MSA lab

From MolEvol
Revision as of 09:55, 23 July 2012 by Ejmctavish (talk | contribs)

About this (optional) lab

Most of the software used in the workshop requires that the input data is already aligned. So, if you want to use your own data during the workshop, you will need to go through the process of multiple sequence alignment (MSA).

Because of time constraints, the Workshop on Molecular Evolution does not have a computer lab dedicated to multiple sequence alignment this year. This lab is optional and intended for students to work through on their own time. You may want to work through this lab if you have not used MAFFT or alignment viewers before. Despite lack of a scheduled MSA lab, Mark Holder and the TAs would be happy to answer questions about this lab or discuss issues related to alignment.

General Background

Multiple sequence alignment is a crucial first step for most methods of genealogical inference. The goal of MSA (in the context of evolutionary inference) is to introduce gaps into sequences so that the columns of the aligned matrix contain character states that are homologous. This statement of homology means that if two sequences both contain a residue at a position in the alignment, then their common ancestor had a corresponding residue. This site was inherited by the descendant lineages (possibly with substitutions occurring) down to the present, observed sequences. Note that if two sequences both have gap at a position this does not necessarily mean that their ancestor had no residue at that site - multiple deletion events are possible.

Homology is a historical property that can be inferred, but not directly observed. So MSA software attempts to produce homologous alignments by scoring alternative alignments and choosing the alignment with the best score. Aligning two positions that display the same nucleotide (or amino acid) improves the score. Aligning two positions that differ incurs a cost that is related to what specific type of substitution is implied. For example, Leucine to Isoleucine substitutions are common and would not be penalized much. But Cysteine to Glycine changes are rare. So aligning a Cysteine to a Glycine results in a higher penalty to the score of the alignment. Placing a gap in one of the sequences is penalized. Usually introducing a new gap is penalize more strongly than extending an existing gap (the gap-extension penalty is usually less than the gap-opening penalty).

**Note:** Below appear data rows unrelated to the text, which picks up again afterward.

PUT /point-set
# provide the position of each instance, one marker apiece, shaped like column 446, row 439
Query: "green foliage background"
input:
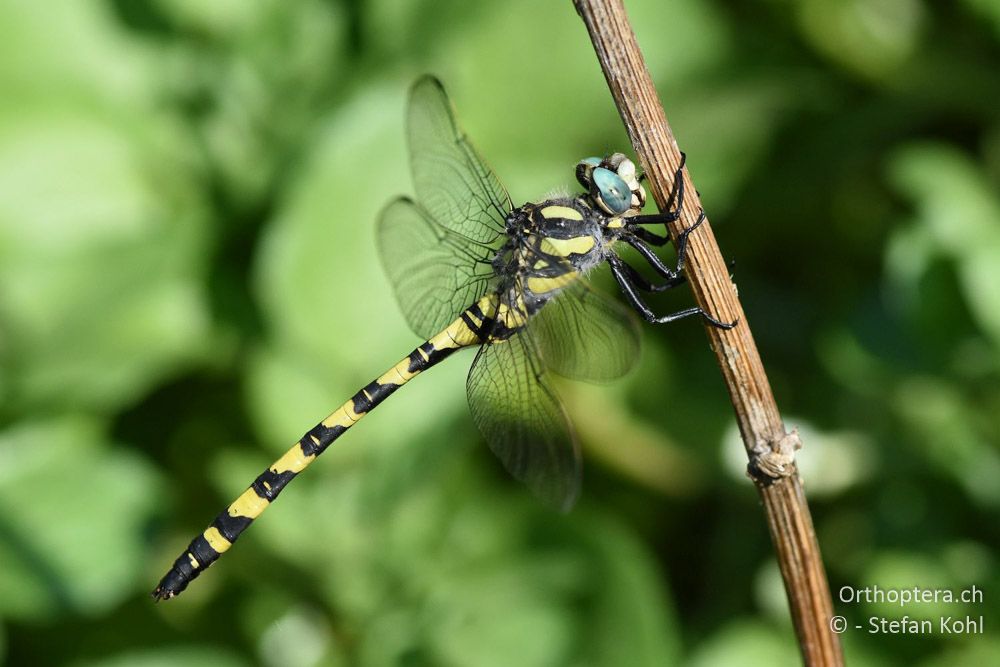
column 188, row 281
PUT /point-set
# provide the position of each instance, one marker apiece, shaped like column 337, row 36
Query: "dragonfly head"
column 612, row 183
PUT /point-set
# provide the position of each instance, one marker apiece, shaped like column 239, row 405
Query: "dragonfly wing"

As mentioned in lecture, pairwise alignment is analytically tractable (though slow for very long sequences). Multiple sequence alignment presents new difficulties: we do not know the evolutionary tree relating the sequences. Even if we did know the tree, we do not get to see the sequences at both ends of each branch in the tree because we do not have data from the ancestral sequences. As a result, it is not clear how the penalty terms should be applied when we align sets of more than two species.

One common solution to this problem (and the solution used by the software we'll talk about in this lab) is progressive alignment. The general strategy is typically:

  1. estimate pairwise distances using pairwise alignment,
  2. estimate a guide tree from these distances,
  3. use the guide tree to specify the order in which multiple sequence alignments are constructed. The algorithm proceeds by traversing the tree from leaves to the root. The two descendants of each internal node in the tree are aligned to each other. Thus, the guide tree serves as means of ordering a set of pairwise alignment operations.

The initial step in the progressive stage will be a pairwise sequence alignment to produce a group of two aligned sequences. But, as we move deeper in the tree, the approach will require aligning other single sequences to the previously aligned groups or aligning two distinct groups to each other (group-to-group alignment).

The score of each alignment decision during progressive alignment is usually computed using a weighted sum-of-pairs score which produces an average cost for the position in the alignment. This score reflects the costs associated with aligning each member of one descendant group to each member of the other descendant group. Another way to score an alignment of two groups is to use a consistency-based objective function that reflects how well the positions in the resulting MSA reflect the homology statements inferred from pairwise alignments (See Notredame et al. 1998).

MAFFT Background

MAFFT gets its name from its use of Fast Fourier Transform to quickly identify some of the more obvious regions of homology. After identifying these region slower dynamic programming approaches are used to join these segments into a full alignment. Thus, the main advantage of the initial version of MAFFT was speed. MAFFT also uses a transformation of scoring matrices (fully described in the "Scoring system" section on pages 3061 and 3062 of Katoh et al 2002) so that all of the pairwise scores are positive and costs of multi-position gaps can be computed quickly.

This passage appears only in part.